От того, как серьезно он это говорил вчера утром, Лиске стало совсем не по себе, а потом, днем, она узнала еще… Узнала, что во вторник, то есть как раз сегодня, должна будет состояться помолвка Дариана с дочерью одного извейского вельможи. Дариан обязан был (что бы ни случилось) явиться, пусть ненадолго, ко двору своей (вернее, родительской) избранницы и объявить ее своей невестой. Так было обещано его отцом, и его слово Дариан не мог нарушить без того, чтобы не быть навсегда отлученным от дома, от семьи, ото всего своего рода. И он сам, будучи человеком слова, собирался по дороге к месту послезавтрашнего сражения встретиться со своими родными где-то почти у порога невесты и исполнить тот свой долг перед своей семьей.

Она посмотрела на тьму за окном и подумала, что если рассвет вообще больше не наступит, будет, наверное, только лучше.


— Лис, а ты порошок из нилейного корня взяла?

Наира, Наира, верная, дорогая подруга. Она умела быть рядом в самую тяжкую минуту, и, не задавая никаких ненужных вопросов, поддержать, как никто другой.

— Брала, кажется, сейчас проверю.

И вдруг выплыла из памяти Сарахона. До чего же безжалостны были тогда ее глаза, как ядовиты были ее слова: «Для магии не годятся нежные девочки. Там нужно сильное сердце, способное выносить настоящую душевную боль, так же, как и для любви…»

Ее презрительный, насмешливый взгляд оттуда, из прошедшей давным-давно осени, и сейчас жег как крутой кипяток. Ах, так вот она о чем тогда говорила! Хорошо же! Будем жить так, будто живем в последний раз!

Лиска решительно вытряхнула содержимое мешка на стол, взяла себя в руки и начала методично проверять, сверяясь с составленным накануне списком. Так, жгуты, бинты, порошок из мелахского камня, прошок из нилейного корня, бальзамы, все четыре, мази — раз, два, три, эта лишняя, оставим дома. Еще что? Себе — самое необходимое: мыло, полотенце, запасную рубашку. Рубашку можно не брать, хотя ладно, если что — на бинты разорву.

— Вроде все.

Она посмотрела на постель. Еще одна немаленькая трудность. Наверное, придется быть честной.

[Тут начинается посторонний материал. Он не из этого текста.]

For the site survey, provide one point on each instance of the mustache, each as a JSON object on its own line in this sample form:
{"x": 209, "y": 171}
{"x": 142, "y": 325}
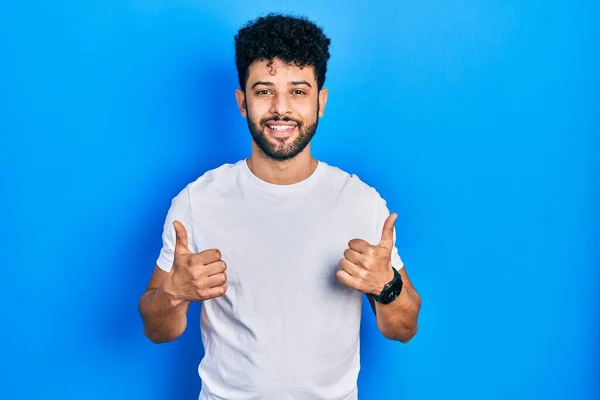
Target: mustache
{"x": 276, "y": 118}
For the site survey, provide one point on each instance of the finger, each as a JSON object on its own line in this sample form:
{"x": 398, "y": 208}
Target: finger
{"x": 205, "y": 257}
{"x": 347, "y": 279}
{"x": 387, "y": 234}
{"x": 181, "y": 240}
{"x": 354, "y": 256}
{"x": 349, "y": 267}
{"x": 361, "y": 246}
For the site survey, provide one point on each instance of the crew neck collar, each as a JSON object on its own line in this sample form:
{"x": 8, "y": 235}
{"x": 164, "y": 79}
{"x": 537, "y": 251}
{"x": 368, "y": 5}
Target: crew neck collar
{"x": 277, "y": 188}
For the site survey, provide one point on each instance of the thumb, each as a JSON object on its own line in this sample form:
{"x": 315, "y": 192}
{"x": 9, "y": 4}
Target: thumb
{"x": 387, "y": 234}
{"x": 181, "y": 241}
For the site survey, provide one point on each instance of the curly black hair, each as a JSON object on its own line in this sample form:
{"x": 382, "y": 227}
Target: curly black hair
{"x": 290, "y": 38}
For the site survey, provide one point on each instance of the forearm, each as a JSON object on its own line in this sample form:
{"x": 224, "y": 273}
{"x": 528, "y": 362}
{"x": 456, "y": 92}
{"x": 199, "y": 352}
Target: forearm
{"x": 398, "y": 319}
{"x": 164, "y": 319}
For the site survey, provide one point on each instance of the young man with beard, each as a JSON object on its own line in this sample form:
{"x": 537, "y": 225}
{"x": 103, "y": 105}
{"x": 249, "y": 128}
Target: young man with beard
{"x": 280, "y": 246}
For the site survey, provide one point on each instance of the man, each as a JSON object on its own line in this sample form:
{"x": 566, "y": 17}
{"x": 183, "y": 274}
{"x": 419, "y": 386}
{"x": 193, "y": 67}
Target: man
{"x": 279, "y": 247}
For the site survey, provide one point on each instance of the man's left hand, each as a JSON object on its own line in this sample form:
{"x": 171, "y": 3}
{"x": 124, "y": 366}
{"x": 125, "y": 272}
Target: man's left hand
{"x": 368, "y": 268}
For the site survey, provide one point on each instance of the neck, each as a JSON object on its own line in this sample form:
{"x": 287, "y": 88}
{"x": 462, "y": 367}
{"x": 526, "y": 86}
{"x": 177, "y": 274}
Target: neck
{"x": 282, "y": 172}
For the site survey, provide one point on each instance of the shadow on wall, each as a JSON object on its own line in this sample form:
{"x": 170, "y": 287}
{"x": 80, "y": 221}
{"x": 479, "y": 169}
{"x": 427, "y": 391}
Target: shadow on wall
{"x": 206, "y": 100}
{"x": 213, "y": 110}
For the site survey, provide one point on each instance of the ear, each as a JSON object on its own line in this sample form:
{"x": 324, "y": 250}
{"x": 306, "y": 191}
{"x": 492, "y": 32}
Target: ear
{"x": 241, "y": 100}
{"x": 322, "y": 100}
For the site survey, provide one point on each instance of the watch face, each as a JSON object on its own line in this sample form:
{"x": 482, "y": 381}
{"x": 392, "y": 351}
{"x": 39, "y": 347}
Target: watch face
{"x": 392, "y": 293}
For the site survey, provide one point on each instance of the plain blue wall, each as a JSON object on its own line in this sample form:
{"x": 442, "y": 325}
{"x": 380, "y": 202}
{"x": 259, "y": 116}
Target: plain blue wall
{"x": 478, "y": 121}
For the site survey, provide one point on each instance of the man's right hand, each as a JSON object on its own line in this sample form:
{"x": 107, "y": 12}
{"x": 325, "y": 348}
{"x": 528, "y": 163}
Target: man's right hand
{"x": 194, "y": 277}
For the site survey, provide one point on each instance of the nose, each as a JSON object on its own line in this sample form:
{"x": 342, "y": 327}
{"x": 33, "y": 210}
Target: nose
{"x": 280, "y": 105}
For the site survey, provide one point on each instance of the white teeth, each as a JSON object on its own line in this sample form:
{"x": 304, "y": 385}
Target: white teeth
{"x": 281, "y": 127}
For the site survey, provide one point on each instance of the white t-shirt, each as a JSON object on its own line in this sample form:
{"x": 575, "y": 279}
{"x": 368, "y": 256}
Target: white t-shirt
{"x": 286, "y": 329}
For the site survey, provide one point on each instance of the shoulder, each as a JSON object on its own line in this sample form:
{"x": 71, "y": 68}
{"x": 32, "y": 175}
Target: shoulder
{"x": 215, "y": 179}
{"x": 349, "y": 182}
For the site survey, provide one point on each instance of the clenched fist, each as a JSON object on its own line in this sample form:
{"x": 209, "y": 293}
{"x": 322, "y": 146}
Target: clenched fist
{"x": 195, "y": 277}
{"x": 368, "y": 268}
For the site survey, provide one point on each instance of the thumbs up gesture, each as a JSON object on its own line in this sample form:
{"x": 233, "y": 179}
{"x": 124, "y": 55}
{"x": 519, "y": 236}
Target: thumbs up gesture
{"x": 195, "y": 277}
{"x": 368, "y": 268}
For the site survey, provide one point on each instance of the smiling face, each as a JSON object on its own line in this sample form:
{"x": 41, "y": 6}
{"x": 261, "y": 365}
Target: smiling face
{"x": 282, "y": 105}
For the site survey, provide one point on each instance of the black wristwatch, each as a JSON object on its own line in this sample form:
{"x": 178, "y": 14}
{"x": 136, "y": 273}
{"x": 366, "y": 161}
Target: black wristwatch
{"x": 391, "y": 291}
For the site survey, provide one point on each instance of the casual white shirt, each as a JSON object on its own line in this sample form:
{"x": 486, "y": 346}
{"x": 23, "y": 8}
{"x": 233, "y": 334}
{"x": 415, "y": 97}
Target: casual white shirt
{"x": 286, "y": 328}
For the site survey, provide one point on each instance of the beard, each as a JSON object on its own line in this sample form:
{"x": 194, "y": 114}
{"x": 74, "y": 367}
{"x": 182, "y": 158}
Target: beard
{"x": 282, "y": 151}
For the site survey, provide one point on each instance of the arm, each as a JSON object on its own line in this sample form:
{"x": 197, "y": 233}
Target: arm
{"x": 164, "y": 318}
{"x": 193, "y": 277}
{"x": 398, "y": 319}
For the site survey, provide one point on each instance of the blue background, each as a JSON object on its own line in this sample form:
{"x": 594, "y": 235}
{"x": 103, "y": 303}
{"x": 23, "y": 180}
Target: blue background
{"x": 478, "y": 121}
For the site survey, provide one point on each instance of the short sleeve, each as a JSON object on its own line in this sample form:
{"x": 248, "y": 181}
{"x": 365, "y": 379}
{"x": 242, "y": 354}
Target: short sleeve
{"x": 179, "y": 210}
{"x": 382, "y": 214}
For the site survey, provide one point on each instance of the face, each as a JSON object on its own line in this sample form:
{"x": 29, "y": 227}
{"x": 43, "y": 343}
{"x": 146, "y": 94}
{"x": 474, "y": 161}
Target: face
{"x": 282, "y": 105}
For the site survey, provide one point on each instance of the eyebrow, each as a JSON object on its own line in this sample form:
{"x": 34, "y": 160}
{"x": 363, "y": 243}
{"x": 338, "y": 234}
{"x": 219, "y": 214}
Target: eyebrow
{"x": 293, "y": 83}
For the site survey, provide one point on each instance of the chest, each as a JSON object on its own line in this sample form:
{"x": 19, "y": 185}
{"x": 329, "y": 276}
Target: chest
{"x": 274, "y": 246}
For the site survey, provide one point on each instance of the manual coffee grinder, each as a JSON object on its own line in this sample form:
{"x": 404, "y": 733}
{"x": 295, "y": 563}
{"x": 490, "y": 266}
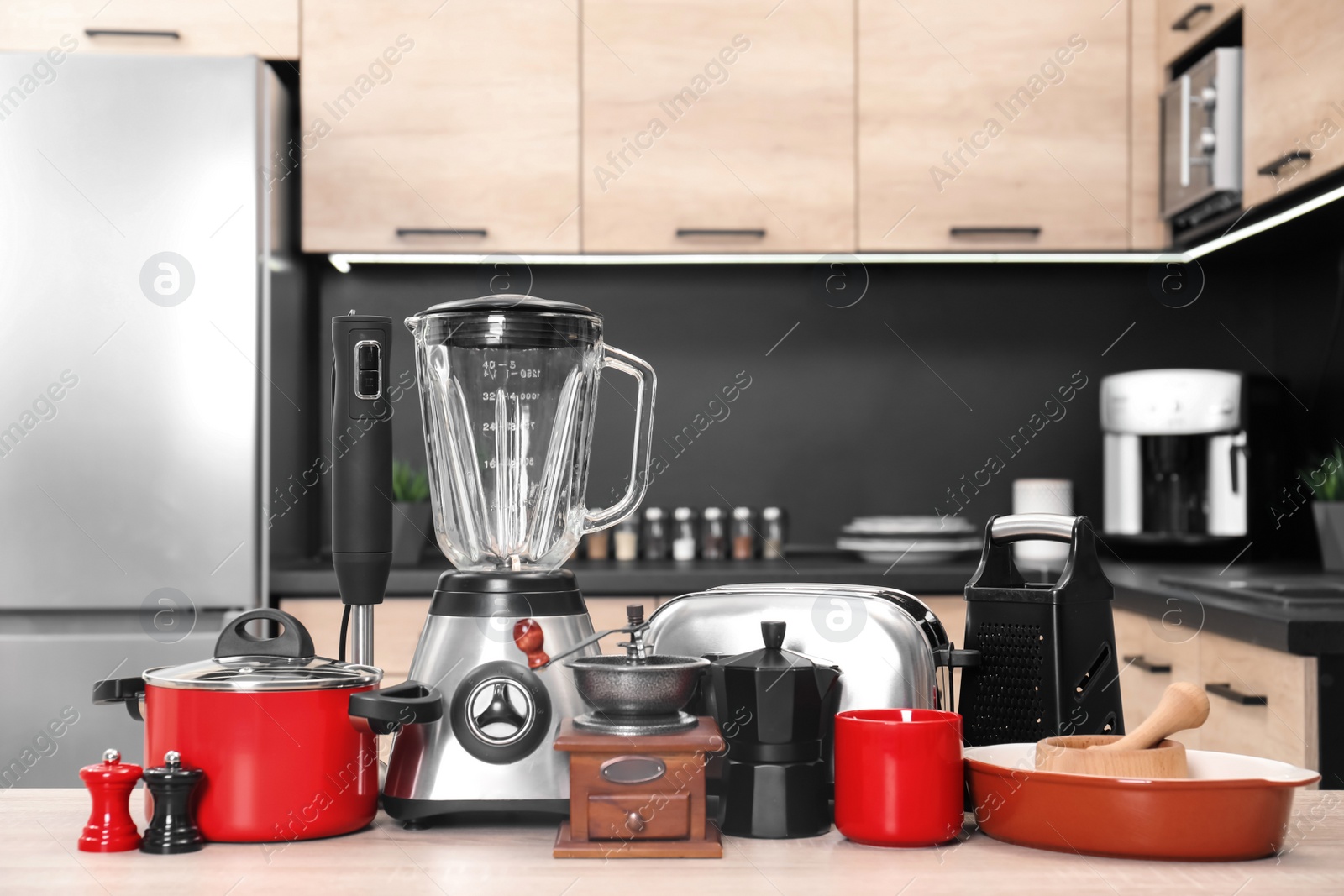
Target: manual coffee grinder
{"x": 508, "y": 396}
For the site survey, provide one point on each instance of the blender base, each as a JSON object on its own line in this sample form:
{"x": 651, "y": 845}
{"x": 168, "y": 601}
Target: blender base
{"x": 420, "y": 815}
{"x": 494, "y": 748}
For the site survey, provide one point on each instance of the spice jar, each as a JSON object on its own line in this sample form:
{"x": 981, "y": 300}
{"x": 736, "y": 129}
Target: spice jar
{"x": 683, "y": 533}
{"x": 628, "y": 540}
{"x": 714, "y": 535}
{"x": 773, "y": 532}
{"x": 655, "y": 537}
{"x": 743, "y": 533}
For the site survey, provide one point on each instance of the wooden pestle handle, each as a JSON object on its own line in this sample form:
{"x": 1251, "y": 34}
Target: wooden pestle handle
{"x": 1183, "y": 705}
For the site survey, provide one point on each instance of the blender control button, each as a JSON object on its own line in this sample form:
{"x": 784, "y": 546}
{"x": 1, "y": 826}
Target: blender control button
{"x": 367, "y": 385}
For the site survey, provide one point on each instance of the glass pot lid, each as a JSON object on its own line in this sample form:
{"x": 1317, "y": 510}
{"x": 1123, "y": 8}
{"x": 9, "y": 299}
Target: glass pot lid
{"x": 260, "y": 673}
{"x": 248, "y": 663}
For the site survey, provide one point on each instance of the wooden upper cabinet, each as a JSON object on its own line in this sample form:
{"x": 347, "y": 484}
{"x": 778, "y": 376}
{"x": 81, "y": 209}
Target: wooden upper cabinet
{"x": 1005, "y": 129}
{"x": 1183, "y": 23}
{"x": 268, "y": 29}
{"x": 433, "y": 127}
{"x": 1294, "y": 85}
{"x": 718, "y": 125}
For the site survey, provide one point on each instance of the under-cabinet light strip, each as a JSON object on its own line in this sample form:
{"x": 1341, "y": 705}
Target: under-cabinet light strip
{"x": 343, "y": 261}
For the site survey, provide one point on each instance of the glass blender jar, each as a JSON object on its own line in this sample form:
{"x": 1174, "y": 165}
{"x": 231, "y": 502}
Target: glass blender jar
{"x": 508, "y": 396}
{"x": 508, "y": 392}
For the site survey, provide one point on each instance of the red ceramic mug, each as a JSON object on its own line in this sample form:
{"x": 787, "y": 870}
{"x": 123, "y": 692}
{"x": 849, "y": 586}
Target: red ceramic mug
{"x": 898, "y": 777}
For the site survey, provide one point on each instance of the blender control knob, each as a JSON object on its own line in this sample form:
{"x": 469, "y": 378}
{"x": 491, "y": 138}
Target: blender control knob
{"x": 528, "y": 637}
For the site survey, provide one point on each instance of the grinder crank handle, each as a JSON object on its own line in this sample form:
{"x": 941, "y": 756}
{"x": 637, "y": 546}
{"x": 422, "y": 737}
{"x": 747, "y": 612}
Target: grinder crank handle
{"x": 530, "y": 638}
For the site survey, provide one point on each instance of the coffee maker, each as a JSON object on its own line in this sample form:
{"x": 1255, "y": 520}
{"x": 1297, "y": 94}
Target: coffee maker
{"x": 1179, "y": 466}
{"x": 777, "y": 711}
{"x": 508, "y": 396}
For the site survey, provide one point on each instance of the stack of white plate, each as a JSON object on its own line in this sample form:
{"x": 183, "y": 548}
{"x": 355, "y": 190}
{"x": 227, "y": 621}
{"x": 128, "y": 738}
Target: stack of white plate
{"x": 911, "y": 539}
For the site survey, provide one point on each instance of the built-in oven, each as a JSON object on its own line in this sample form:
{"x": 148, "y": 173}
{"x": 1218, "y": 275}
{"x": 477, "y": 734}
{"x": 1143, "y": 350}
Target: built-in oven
{"x": 1202, "y": 140}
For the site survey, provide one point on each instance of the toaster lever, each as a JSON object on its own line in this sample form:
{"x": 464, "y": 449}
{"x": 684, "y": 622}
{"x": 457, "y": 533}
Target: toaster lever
{"x": 954, "y": 658}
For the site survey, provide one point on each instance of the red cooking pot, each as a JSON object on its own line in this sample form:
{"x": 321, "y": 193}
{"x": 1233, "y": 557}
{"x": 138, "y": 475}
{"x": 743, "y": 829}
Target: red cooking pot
{"x": 286, "y": 738}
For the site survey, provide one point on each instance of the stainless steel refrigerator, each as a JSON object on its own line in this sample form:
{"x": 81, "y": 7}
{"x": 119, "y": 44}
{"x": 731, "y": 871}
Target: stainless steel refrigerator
{"x": 140, "y": 230}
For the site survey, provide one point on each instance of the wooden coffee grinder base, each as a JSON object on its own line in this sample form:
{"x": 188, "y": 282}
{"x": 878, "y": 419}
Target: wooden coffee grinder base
{"x": 638, "y": 795}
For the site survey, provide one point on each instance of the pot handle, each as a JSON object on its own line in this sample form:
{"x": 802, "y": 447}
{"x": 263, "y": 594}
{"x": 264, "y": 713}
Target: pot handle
{"x": 386, "y": 710}
{"x": 292, "y": 641}
{"x": 129, "y": 691}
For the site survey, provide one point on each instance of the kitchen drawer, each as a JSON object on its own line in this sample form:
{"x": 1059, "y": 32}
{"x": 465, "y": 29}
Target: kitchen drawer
{"x": 643, "y": 815}
{"x": 1285, "y": 727}
{"x": 440, "y": 128}
{"x": 1152, "y": 656}
{"x": 1183, "y": 23}
{"x": 710, "y": 127}
{"x": 1005, "y": 130}
{"x": 268, "y": 29}
{"x": 1294, "y": 94}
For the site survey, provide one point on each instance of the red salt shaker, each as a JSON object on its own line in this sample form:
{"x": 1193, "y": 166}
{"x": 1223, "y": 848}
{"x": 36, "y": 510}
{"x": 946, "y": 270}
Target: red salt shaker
{"x": 111, "y": 828}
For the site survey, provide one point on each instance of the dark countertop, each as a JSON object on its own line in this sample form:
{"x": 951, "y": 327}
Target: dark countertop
{"x": 1307, "y": 627}
{"x": 656, "y": 578}
{"x": 1312, "y": 627}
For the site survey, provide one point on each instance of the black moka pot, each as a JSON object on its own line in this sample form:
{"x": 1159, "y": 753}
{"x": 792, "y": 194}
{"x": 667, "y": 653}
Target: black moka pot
{"x": 776, "y": 710}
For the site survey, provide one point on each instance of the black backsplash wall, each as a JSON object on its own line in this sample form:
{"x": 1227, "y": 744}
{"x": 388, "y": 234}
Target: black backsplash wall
{"x": 885, "y": 405}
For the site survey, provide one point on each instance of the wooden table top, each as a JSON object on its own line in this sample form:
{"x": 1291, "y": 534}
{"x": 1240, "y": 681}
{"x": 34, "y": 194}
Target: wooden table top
{"x": 39, "y": 829}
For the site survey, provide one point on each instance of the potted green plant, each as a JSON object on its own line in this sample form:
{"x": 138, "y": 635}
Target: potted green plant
{"x": 1327, "y": 484}
{"x": 410, "y": 515}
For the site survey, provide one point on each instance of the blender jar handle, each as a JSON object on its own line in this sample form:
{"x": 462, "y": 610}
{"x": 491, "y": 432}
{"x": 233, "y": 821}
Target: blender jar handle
{"x": 648, "y": 380}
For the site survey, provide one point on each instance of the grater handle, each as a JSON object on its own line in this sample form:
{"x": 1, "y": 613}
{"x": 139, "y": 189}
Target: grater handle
{"x": 1032, "y": 527}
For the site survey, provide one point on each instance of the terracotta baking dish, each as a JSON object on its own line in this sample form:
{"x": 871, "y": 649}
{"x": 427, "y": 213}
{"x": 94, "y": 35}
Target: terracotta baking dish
{"x": 1231, "y": 808}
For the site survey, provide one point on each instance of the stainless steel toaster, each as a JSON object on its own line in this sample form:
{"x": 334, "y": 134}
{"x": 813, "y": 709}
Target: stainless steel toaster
{"x": 887, "y": 644}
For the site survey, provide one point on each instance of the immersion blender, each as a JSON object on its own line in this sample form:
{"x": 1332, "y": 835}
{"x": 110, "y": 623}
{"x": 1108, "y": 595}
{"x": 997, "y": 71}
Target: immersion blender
{"x": 362, "y": 473}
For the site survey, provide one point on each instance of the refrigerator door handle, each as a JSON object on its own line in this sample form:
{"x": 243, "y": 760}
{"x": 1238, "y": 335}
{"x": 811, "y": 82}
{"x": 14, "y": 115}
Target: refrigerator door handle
{"x": 129, "y": 691}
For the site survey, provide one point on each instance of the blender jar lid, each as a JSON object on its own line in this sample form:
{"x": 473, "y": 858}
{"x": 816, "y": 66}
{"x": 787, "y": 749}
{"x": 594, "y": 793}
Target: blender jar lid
{"x": 507, "y": 302}
{"x": 507, "y": 322}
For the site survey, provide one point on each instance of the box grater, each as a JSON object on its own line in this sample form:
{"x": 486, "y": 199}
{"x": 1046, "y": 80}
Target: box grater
{"x": 1047, "y": 652}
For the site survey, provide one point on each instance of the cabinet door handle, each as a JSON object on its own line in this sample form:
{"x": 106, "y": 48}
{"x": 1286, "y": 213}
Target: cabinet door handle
{"x": 1032, "y": 233}
{"x": 712, "y": 231}
{"x": 1156, "y": 668}
{"x": 1196, "y": 11}
{"x": 1226, "y": 692}
{"x": 131, "y": 33}
{"x": 1283, "y": 161}
{"x": 443, "y": 231}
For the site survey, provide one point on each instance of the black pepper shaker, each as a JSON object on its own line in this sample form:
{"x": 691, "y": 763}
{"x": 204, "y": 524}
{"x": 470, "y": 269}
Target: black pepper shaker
{"x": 172, "y": 829}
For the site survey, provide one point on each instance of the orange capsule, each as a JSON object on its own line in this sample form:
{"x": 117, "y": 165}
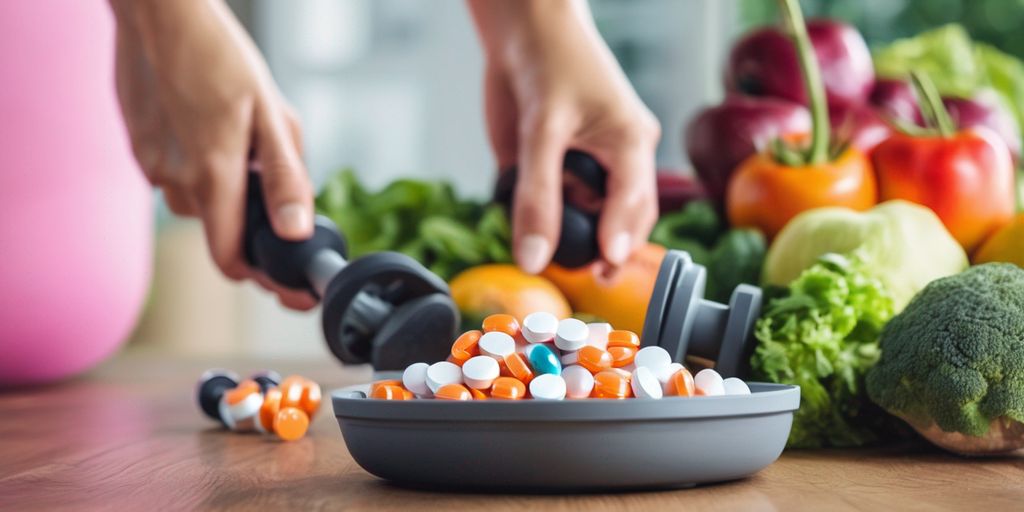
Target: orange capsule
{"x": 594, "y": 358}
{"x": 518, "y": 368}
{"x": 503, "y": 323}
{"x": 291, "y": 424}
{"x": 680, "y": 384}
{"x": 387, "y": 392}
{"x": 622, "y": 355}
{"x": 465, "y": 347}
{"x": 508, "y": 388}
{"x": 622, "y": 338}
{"x": 453, "y": 392}
{"x": 610, "y": 385}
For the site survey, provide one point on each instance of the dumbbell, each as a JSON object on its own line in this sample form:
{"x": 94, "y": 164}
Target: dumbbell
{"x": 384, "y": 308}
{"x": 682, "y": 322}
{"x": 578, "y": 242}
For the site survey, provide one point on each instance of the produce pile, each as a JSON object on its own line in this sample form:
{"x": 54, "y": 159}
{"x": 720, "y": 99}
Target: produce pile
{"x": 856, "y": 189}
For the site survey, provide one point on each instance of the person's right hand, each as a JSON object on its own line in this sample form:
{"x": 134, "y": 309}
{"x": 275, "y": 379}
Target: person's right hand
{"x": 197, "y": 98}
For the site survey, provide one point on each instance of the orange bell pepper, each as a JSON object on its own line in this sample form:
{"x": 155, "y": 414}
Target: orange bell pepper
{"x": 771, "y": 187}
{"x": 967, "y": 177}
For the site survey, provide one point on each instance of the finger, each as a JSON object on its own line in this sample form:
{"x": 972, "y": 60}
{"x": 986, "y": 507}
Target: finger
{"x": 538, "y": 208}
{"x": 631, "y": 205}
{"x": 292, "y": 299}
{"x": 286, "y": 186}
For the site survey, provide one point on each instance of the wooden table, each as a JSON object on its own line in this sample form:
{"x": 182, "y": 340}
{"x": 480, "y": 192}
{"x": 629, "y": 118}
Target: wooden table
{"x": 128, "y": 436}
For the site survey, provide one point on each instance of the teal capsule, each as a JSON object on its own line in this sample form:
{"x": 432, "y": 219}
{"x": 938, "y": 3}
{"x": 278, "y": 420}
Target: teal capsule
{"x": 544, "y": 360}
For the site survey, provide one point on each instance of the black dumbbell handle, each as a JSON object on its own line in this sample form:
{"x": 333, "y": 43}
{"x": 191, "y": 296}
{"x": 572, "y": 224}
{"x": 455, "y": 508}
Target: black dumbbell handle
{"x": 578, "y": 240}
{"x": 284, "y": 261}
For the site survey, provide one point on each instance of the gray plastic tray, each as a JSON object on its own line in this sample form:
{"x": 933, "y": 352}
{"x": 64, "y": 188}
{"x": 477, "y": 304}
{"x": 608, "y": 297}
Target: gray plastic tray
{"x": 591, "y": 444}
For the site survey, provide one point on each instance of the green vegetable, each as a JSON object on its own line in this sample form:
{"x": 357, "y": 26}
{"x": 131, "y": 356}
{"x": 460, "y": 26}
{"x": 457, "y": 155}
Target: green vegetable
{"x": 956, "y": 65}
{"x": 952, "y": 363}
{"x": 821, "y": 334}
{"x": 732, "y": 256}
{"x": 903, "y": 244}
{"x": 423, "y": 219}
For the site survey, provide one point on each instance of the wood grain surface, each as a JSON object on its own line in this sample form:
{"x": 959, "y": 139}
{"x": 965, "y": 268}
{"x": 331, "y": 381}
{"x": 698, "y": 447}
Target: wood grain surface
{"x": 128, "y": 436}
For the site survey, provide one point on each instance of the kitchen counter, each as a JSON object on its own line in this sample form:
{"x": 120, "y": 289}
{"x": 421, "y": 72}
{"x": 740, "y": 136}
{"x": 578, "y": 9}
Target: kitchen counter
{"x": 129, "y": 436}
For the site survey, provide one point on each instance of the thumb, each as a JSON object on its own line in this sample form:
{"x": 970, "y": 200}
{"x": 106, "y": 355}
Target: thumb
{"x": 286, "y": 186}
{"x": 538, "y": 209}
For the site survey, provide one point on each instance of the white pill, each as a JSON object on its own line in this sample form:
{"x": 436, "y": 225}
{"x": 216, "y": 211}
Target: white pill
{"x": 480, "y": 372}
{"x": 733, "y": 385}
{"x": 709, "y": 382}
{"x": 579, "y": 382}
{"x": 665, "y": 374}
{"x": 497, "y": 344}
{"x": 547, "y": 387}
{"x": 598, "y": 335}
{"x": 653, "y": 357}
{"x": 571, "y": 335}
{"x": 442, "y": 373}
{"x": 415, "y": 380}
{"x": 540, "y": 327}
{"x": 645, "y": 385}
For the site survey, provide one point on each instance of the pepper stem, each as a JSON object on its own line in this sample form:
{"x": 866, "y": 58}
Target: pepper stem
{"x": 793, "y": 17}
{"x": 935, "y": 114}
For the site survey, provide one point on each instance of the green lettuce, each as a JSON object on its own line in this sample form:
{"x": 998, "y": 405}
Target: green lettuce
{"x": 821, "y": 333}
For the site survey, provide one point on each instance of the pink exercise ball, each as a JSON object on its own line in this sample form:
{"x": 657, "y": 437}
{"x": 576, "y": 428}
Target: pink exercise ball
{"x": 76, "y": 217}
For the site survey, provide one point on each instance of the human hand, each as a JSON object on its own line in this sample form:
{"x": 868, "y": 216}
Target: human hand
{"x": 197, "y": 98}
{"x": 552, "y": 85}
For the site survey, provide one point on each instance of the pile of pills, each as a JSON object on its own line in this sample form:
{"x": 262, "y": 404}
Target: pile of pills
{"x": 547, "y": 358}
{"x": 263, "y": 402}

— Руш, я тебя не беру. Нельзя. Никак нельзя. Останешься с Фрадиной. Ты ей сейчас очень нужен. И дракончику тоже. А мы скоро вернемся. Обязательно! (Господи, придется ведь исполнять).

— Ну вот, я собралась, — она почти улыбалась. — Можно и идти.

— Хорошо, пойдем.

Наира взяла свечу, и они вышли в коридор. На кухне хозяйничали Канингем, Дариан и Савьен, старший из парней. Остальные были у Саодана, мага, что жил недалеко от Серого берега. Эти места нельзя было оставлять без охраны. И там сейчас была, наверное, треть всех, кто оставался в пределах Драконовых гор. В доме с Фрадиной оставалась только Лерайна. Именно ей придется объяснять астианкам, которые вернутся через два дня, как так получилось, что они ничего не знали и оказались не там, на месте сражения, где они так нужны, в то время как Лисса, которая младше любой самой младшей из них… Лиска вспомнила их восторженные голоса и радостные лица, и у нее защемило сердце.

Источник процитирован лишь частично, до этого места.